Tuesday, 12 May 2009

The Undertaker's Nuptials

Started putting some words down for my next series of prints. Having spent so long illustrating other people’s words, it was really satisfying to illustrate my own in creating the Red Scar series. That happened by accident really; the story (never finished) was written to amuse a friend and I hadn’t intended to use it as a starting point for a series of etchings… but that’s how it turned out. The image of the three characters in the coach was so vivid in my mind, I had to make a drawing of it.


I don’t like my drawings. As a rule, they’re fairly dead on the page until I turn them into a print. I suppose it’s the combination of textures and quality of line and tone which is impossible to create in any other medium other than printmaking.


This time, I’m going one step further; writing the story – The Undertaker’s Nuptials - specifically to generate images. We’ll see how it goes.

Sunday, 26 April 2009

Cardcut workshop

How nice it is to be able to just get up and walk away from one’s work and not have to pack everything up. The luxury of a studio.


Think I’ve done as much on the cockle as I can for the moment – need to etch and proof before I can do any more so that will have to wait until I can get down to the workshop; not for another three weeks unfortunately. Need to buy my own press!
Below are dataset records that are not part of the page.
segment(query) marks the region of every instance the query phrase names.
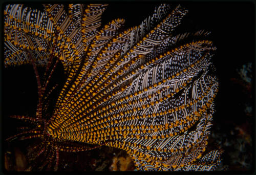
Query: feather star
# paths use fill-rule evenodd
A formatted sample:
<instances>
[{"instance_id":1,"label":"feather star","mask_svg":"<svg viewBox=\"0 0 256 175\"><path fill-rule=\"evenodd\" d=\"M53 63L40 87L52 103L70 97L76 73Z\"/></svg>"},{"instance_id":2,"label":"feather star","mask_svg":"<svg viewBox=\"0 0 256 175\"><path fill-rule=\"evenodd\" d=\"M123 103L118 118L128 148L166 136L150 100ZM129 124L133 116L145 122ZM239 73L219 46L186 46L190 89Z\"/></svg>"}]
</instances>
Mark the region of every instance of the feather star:
<instances>
[{"instance_id":1,"label":"feather star","mask_svg":"<svg viewBox=\"0 0 256 175\"><path fill-rule=\"evenodd\" d=\"M204 30L174 34L187 10L162 4L123 30L119 18L101 27L107 5L70 4L68 11L44 6L4 10L5 65L32 63L38 93L35 116L11 116L34 126L7 140L40 139L34 159L51 153L41 168L56 170L59 151L102 145L125 150L140 170L217 168L222 151L205 152L218 88L216 48L200 39L209 33ZM67 79L47 119L44 102L54 88L46 90L58 62Z\"/></svg>"}]
</instances>

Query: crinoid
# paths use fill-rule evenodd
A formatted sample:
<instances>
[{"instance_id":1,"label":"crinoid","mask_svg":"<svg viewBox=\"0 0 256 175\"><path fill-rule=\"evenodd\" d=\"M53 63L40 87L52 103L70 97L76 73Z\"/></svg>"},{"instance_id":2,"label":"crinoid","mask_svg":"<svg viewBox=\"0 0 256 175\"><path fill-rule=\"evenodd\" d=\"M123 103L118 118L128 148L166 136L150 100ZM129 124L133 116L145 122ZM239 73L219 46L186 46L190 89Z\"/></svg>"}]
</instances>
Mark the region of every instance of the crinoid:
<instances>
[{"instance_id":1,"label":"crinoid","mask_svg":"<svg viewBox=\"0 0 256 175\"><path fill-rule=\"evenodd\" d=\"M221 151L205 152L218 86L216 48L202 39L204 30L173 32L187 10L161 5L123 30L119 18L101 27L106 5L44 6L4 10L5 65L32 63L38 92L34 116L12 117L33 128L12 138L40 140L32 157L47 157L40 169L56 169L59 151L102 145L125 150L140 170L216 169ZM67 78L48 119L45 90L57 62ZM42 82L36 66L44 64Z\"/></svg>"}]
</instances>

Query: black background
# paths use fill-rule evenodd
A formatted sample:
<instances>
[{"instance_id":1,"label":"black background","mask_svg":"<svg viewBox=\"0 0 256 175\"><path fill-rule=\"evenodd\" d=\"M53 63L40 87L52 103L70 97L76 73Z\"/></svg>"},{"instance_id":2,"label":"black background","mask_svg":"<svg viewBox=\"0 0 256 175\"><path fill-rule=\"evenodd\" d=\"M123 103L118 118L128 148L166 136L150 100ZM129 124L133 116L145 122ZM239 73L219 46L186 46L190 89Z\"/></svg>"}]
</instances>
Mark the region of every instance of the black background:
<instances>
[{"instance_id":1,"label":"black background","mask_svg":"<svg viewBox=\"0 0 256 175\"><path fill-rule=\"evenodd\" d=\"M173 5L177 4L173 3ZM241 102L244 101L245 98L241 89L234 88L230 78L238 77L237 69L241 68L242 65L248 62L252 62L252 73L254 72L254 4L252 3L181 3L180 4L188 10L188 14L177 30L183 32L206 29L211 32L209 39L217 48L213 61L220 83L215 100L216 113L214 116L214 121L221 126L224 132L226 132L232 127L227 125L228 123L227 121L233 120L239 123L241 120L243 110L241 108ZM41 7L39 4L28 5ZM125 19L125 28L138 25L153 13L157 6L155 3L111 4L102 16L102 25L114 19L123 18ZM2 108L4 119L3 128L5 138L15 133L13 127L17 125L14 120L11 120L12 123L8 123L9 119L7 119L7 117L15 114L34 115L37 94L36 81L31 65L3 67L2 73ZM62 71L60 71L56 75L58 76L62 77L56 79L61 84L64 76ZM254 90L254 86L252 87ZM254 94L253 97L254 100ZM252 117L254 117L254 111ZM252 127L254 123L251 124L248 127ZM253 129L252 136L254 133Z\"/></svg>"}]
</instances>

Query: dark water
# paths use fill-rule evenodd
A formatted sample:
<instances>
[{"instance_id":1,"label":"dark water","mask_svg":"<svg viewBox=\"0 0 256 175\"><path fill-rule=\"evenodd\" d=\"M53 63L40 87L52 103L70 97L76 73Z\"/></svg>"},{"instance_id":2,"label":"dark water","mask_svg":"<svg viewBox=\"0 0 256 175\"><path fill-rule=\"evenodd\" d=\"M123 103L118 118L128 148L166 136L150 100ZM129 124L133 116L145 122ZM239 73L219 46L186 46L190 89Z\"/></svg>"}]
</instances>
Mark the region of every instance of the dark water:
<instances>
[{"instance_id":1,"label":"dark water","mask_svg":"<svg viewBox=\"0 0 256 175\"><path fill-rule=\"evenodd\" d=\"M125 19L125 28L139 25L153 12L156 5L145 3L110 4L103 15L102 24L114 19L123 18ZM177 31L183 32L203 29L208 30L211 32L210 40L213 41L217 48L213 62L217 70L217 75L220 86L215 100L216 113L214 116L213 132L229 133L236 127L243 125L246 128L245 130L247 129L247 134L251 135L254 139L254 110L252 116L246 116L243 105L246 102L251 103L254 108L254 80L251 83L252 96L249 99L243 91L243 85L236 84L231 80L232 78L240 78L237 70L248 62L252 63L252 73L254 75L254 4L189 3L181 5L187 9L189 13ZM28 6L41 8L39 4ZM61 72L61 69L59 68L59 71ZM59 83L61 84L64 81L63 78L59 79L58 76L63 77L64 75L59 72L55 77L56 81L59 81ZM8 116L15 114L33 116L35 113L37 85L32 66L2 68L2 84L4 119L2 128L5 138L14 134L14 128L19 124L15 120L8 119ZM218 129L215 130L215 127L217 127L216 126L218 126ZM228 134L226 137L229 135ZM235 135L229 139L230 143L235 143L237 137L240 136ZM254 147L253 140L251 146L247 147L244 154L254 155L254 149L252 148ZM239 163L231 163L232 159L228 152L228 150L224 154L223 161L230 165L230 170L252 169L253 166L243 167ZM254 164L252 156L249 157L250 160L248 162Z\"/></svg>"}]
</instances>

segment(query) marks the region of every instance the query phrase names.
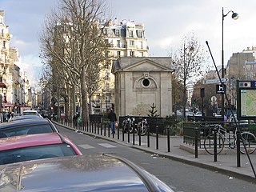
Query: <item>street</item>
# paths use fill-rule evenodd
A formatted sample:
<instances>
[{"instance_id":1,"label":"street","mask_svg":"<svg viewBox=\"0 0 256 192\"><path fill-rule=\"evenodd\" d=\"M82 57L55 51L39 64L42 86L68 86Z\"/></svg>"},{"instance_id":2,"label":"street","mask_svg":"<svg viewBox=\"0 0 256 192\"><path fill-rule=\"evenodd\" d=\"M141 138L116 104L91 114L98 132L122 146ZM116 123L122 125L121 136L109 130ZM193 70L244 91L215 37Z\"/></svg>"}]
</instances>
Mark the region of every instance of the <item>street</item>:
<instances>
[{"instance_id":1,"label":"street","mask_svg":"<svg viewBox=\"0 0 256 192\"><path fill-rule=\"evenodd\" d=\"M111 153L125 158L165 182L174 191L254 191L256 184L200 167L152 155L146 152L76 133L58 126L83 154Z\"/></svg>"}]
</instances>

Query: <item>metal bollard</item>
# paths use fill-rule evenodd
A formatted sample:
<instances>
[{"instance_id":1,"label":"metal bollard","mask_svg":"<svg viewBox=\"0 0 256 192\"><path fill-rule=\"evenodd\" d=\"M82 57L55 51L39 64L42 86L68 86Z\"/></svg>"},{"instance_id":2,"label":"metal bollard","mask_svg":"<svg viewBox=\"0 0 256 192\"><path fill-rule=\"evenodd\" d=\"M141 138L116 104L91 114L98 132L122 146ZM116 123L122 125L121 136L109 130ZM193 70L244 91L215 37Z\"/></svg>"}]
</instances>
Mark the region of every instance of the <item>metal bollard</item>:
<instances>
[{"instance_id":1,"label":"metal bollard","mask_svg":"<svg viewBox=\"0 0 256 192\"><path fill-rule=\"evenodd\" d=\"M158 146L159 146L159 143L158 143L158 126L156 126L156 130L155 130L155 132L156 132L156 138L155 138L155 139L156 139L156 149L157 150L158 150Z\"/></svg>"},{"instance_id":2,"label":"metal bollard","mask_svg":"<svg viewBox=\"0 0 256 192\"><path fill-rule=\"evenodd\" d=\"M130 131L127 131L127 142L130 142Z\"/></svg>"},{"instance_id":3,"label":"metal bollard","mask_svg":"<svg viewBox=\"0 0 256 192\"><path fill-rule=\"evenodd\" d=\"M198 158L198 129L194 129L194 158Z\"/></svg>"},{"instance_id":4,"label":"metal bollard","mask_svg":"<svg viewBox=\"0 0 256 192\"><path fill-rule=\"evenodd\" d=\"M147 127L147 147L150 146L150 126Z\"/></svg>"},{"instance_id":5,"label":"metal bollard","mask_svg":"<svg viewBox=\"0 0 256 192\"><path fill-rule=\"evenodd\" d=\"M141 146L142 145L142 135L141 135L141 130L138 130L138 145Z\"/></svg>"},{"instance_id":6,"label":"metal bollard","mask_svg":"<svg viewBox=\"0 0 256 192\"><path fill-rule=\"evenodd\" d=\"M241 167L240 138L241 138L240 132L237 131L237 166L238 167Z\"/></svg>"},{"instance_id":7,"label":"metal bollard","mask_svg":"<svg viewBox=\"0 0 256 192\"><path fill-rule=\"evenodd\" d=\"M124 125L122 126L122 141L124 142L125 141L125 126Z\"/></svg>"},{"instance_id":8,"label":"metal bollard","mask_svg":"<svg viewBox=\"0 0 256 192\"><path fill-rule=\"evenodd\" d=\"M135 145L135 124L133 122L133 145Z\"/></svg>"},{"instance_id":9,"label":"metal bollard","mask_svg":"<svg viewBox=\"0 0 256 192\"><path fill-rule=\"evenodd\" d=\"M170 126L167 127L167 148L168 152L170 152Z\"/></svg>"},{"instance_id":10,"label":"metal bollard","mask_svg":"<svg viewBox=\"0 0 256 192\"><path fill-rule=\"evenodd\" d=\"M217 129L214 129L214 161L217 162Z\"/></svg>"},{"instance_id":11,"label":"metal bollard","mask_svg":"<svg viewBox=\"0 0 256 192\"><path fill-rule=\"evenodd\" d=\"M117 129L118 129L118 139L119 140L119 123L118 124L118 127L117 127Z\"/></svg>"}]
</instances>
Will be teaching a cardcut workshop soon (subject to enrolments) so I need to do some prep for that. This will be a two-day course, Saturday and Sunday, which I’ve not done before. In the past, it’s been offered as consecutive Saturdays, giving plenty of time for students to finish plates and varnish to dry, so will see how this goes. Teaching is exhausting but I do enjoy it. It’s great to see what the students produce having learnt a new technique. And I’m always up for a bit of printmaking evangelism!


Top:Jo Price

Ginger Nut

Bartleby Series

Cardcut and drypoint

Edition: 15


Bottom:Jo Price

Mr Boythorn's Canary
Bleak House Series
Cardcut and drypoint
Edition: 15

All images copyright Jo Price


Monday, 2 March 2009

It’s been a fair few years since I did any relief printmaking; linocuts of course. These I did after I left art school and no longer had access to an etching press. As the subtlety and variation of marks, tones and textures of etching were what drew me to printmaking in the first place, and really suited my work, I found lino a bit frustrating. I know many artists are able to bring a delicacy and textural quality to this medium, but I just couldn’t. What I produced was so flat and chunky – and downright clumsy – that it just didn’t grab me at all. There followed an eight year hiatus during which I just drew a little and made the odd linocut. Luckily for me and my frustrated inner printmaker, an open access printmaking workshop opened up just down the road from me - and I was away!


Four and a half years of thirst-quenching intaglio printing later, I find that owing to family illness, I can’t get down to the workshop as often as I did. But I have to print, no matter what. Those wood engraving tools that I was given for my birthday over a year ago, and sit untried on the bookshelf, look mighty enticing now…

Sunday, 1 March 2009

Wood engraving
What's that all about?
I'm an intaglio printmaker by default; etching, drypoint and cardcuts. Personal circumstances, those annoying things that get in the way of one doing what one really wants to do, have all but wrenched the etching needle out of my inky hand and taken away the copper sulphate bath.

After a period of vowing never to print again, here I am, spitsticker in hand, discovering the wonders of end grain boxwood, lemon, pear and maple. Mostly maple because I'm not rich or very good. However, I am hopelessly hooked.